In the world of online security, where VPNs are often hailed as champions of privacy and safety, a recent analysis by Tom's Guide has revealed a concerning trend: many top VPN services fail basic password security tests, leaving users vulnerable to potential breaches. This investigation highlights the importance of stringent password policies and the need for VPN providers to prioritize user account security.
The Weakest Links
Among the 25 VPNs tested, four stood out as the biggest offenders in terms of password security. These VPNs, including FastestVPN, Hotspot Shield, OysterVPN, and ZoogVPN, allowed users to sign up with incredibly weak and easily guessable passwords, such as 'password' and '12345678'. What's more, none of these services offered 2-factor authentication (2FA), a crucial additional layer of security.
FastestVPN and OysterVPN, for instance, had no password rules at all, allowing any password to be used. Hotspot Shield's password rule was a mere six-character minimum, and ZoogVPN's rule was a five-character minimum, both of which were easily bypassed with the test passwords.
The Best of the Best
On the other hand, some VPNs excelled in password security. Surfshark, for instance, enforced six robust rules, including a minimum of eight characters, one uppercase letter, one lowercase letter, one number, and one symbol. It also conducted a 'non-breached password' check, ensuring that common passwords with minor alterations are blocked. This level of security is commendable, and Surfshark's support for 2FA further enhances its credibility.
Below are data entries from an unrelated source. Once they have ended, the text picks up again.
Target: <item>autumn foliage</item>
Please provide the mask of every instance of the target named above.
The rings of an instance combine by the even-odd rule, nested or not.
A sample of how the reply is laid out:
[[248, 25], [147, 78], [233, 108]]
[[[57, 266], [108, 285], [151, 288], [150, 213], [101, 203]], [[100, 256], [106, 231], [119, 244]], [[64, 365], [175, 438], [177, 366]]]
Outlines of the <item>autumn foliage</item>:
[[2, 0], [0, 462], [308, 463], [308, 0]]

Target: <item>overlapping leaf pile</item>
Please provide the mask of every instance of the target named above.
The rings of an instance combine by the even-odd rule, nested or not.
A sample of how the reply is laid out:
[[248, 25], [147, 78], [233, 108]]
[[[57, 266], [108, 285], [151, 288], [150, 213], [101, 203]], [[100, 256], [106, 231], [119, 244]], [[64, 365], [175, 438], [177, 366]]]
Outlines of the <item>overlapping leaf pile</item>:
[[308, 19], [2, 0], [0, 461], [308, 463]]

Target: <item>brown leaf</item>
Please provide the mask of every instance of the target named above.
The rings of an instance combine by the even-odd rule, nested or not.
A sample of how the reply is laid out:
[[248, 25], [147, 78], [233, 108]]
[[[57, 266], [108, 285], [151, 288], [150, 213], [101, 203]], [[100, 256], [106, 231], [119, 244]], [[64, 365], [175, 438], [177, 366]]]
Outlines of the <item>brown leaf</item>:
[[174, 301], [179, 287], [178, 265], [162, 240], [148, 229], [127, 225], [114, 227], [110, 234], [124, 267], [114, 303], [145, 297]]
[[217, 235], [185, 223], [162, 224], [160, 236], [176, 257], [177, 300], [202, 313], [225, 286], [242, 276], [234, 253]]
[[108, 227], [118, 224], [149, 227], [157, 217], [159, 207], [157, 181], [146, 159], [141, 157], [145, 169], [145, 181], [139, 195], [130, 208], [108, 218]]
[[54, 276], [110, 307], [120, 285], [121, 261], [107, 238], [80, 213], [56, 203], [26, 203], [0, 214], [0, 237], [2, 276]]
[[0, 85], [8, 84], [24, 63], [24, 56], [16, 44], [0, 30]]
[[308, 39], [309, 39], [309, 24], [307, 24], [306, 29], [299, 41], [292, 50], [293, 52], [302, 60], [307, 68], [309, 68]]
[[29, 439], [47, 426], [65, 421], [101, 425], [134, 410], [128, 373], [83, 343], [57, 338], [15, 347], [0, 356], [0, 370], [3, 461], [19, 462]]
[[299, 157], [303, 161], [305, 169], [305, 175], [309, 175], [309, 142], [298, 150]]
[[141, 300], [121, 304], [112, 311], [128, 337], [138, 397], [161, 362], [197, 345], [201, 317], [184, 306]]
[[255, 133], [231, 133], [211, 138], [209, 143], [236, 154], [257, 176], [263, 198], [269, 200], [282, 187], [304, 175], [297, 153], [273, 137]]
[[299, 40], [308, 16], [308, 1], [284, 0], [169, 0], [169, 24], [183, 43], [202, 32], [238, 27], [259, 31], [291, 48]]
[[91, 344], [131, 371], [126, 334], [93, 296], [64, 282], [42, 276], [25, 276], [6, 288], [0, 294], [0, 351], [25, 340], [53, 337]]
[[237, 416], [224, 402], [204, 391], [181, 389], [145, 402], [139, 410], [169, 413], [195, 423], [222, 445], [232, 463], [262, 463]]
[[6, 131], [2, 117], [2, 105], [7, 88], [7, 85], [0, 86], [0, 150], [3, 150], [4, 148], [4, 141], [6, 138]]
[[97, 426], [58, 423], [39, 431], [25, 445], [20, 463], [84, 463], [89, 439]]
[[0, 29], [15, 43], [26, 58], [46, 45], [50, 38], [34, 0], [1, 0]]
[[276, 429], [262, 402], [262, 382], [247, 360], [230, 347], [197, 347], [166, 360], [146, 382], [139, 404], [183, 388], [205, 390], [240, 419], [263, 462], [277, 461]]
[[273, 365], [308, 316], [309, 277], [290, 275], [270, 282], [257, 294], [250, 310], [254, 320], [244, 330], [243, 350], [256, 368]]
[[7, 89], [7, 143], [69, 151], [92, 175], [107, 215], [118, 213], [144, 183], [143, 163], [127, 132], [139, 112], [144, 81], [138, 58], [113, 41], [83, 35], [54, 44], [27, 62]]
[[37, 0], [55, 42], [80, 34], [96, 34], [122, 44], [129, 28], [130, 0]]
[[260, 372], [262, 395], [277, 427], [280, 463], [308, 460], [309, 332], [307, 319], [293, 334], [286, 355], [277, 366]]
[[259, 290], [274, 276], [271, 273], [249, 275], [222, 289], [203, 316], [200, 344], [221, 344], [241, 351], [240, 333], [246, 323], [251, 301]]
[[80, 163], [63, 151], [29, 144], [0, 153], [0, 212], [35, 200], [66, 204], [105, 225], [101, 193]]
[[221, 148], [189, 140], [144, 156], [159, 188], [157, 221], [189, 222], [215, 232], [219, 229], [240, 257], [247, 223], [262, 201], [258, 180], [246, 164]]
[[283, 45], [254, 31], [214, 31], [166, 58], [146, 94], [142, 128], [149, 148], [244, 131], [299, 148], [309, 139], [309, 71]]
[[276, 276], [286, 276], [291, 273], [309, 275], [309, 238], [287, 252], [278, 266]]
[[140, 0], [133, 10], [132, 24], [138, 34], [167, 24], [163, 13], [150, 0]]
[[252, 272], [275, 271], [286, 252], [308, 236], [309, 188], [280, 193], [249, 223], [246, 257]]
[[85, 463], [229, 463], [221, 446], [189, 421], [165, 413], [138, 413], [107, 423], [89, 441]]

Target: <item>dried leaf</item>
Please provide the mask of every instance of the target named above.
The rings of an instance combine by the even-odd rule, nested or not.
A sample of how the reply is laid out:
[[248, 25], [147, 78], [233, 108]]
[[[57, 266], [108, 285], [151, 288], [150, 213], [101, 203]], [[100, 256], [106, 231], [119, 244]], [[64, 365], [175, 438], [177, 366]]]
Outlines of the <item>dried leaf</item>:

NordVPN and Private Internet Access (PIA) also enforced standard password rules, with a minimum of eight characters and the inclusion of numbers, lowercase and uppercase letters, and symbols. They both supported 2FA and blocked the test passwords, demonstrating a strong commitment to user security.
Room for Improvement
ExpressVPN, while offering a 124-character limit and 2FA, failed to enforce as many rules as desired. It required passwords to be between eight and 124 characters and include at least one symbol, but it didn't mandate letter and number requirements. This allowed passwords like '@1234567' to be accepted, highlighting a potential vulnerability.
Proton VPN, despite offering a secure password generator and 2FA, was a disappointment. It only required a minimum eight-character length, and both 'password' and '12345678' were accepted. While it provides excellent advice, the lack of enforced rules leaves users vulnerable.
Top Performers
PureVPN and PrivadoVPN stood out for their comprehensive password rules. PureVPN enforced four rules, including an 8-52 character limit, a mixture of uppercase and lowercase letters, a mixture of letters and numbers, and the inclusion of at least one special character. PrivadoVPN, on the other hand, had six rules, ensuring a minimum of eight characters, one uppercase or lowercase letter, one number, and one special character from a specific list of symbols. Both VPNs provided secure password generators and supported 2FA.
The Takeaway
This analysis underscores the importance of stringent password policies in the VPN industry. While some providers excel in security, others fall short, leaving users at risk. As consumers, we must demand and expect robust password security from our VPN services. It is crucial to protect our online accounts with complex, secure passwords, and VPN providers should lead by example, implementing and enforcing strong password rules to safeguard their users' data and privacy.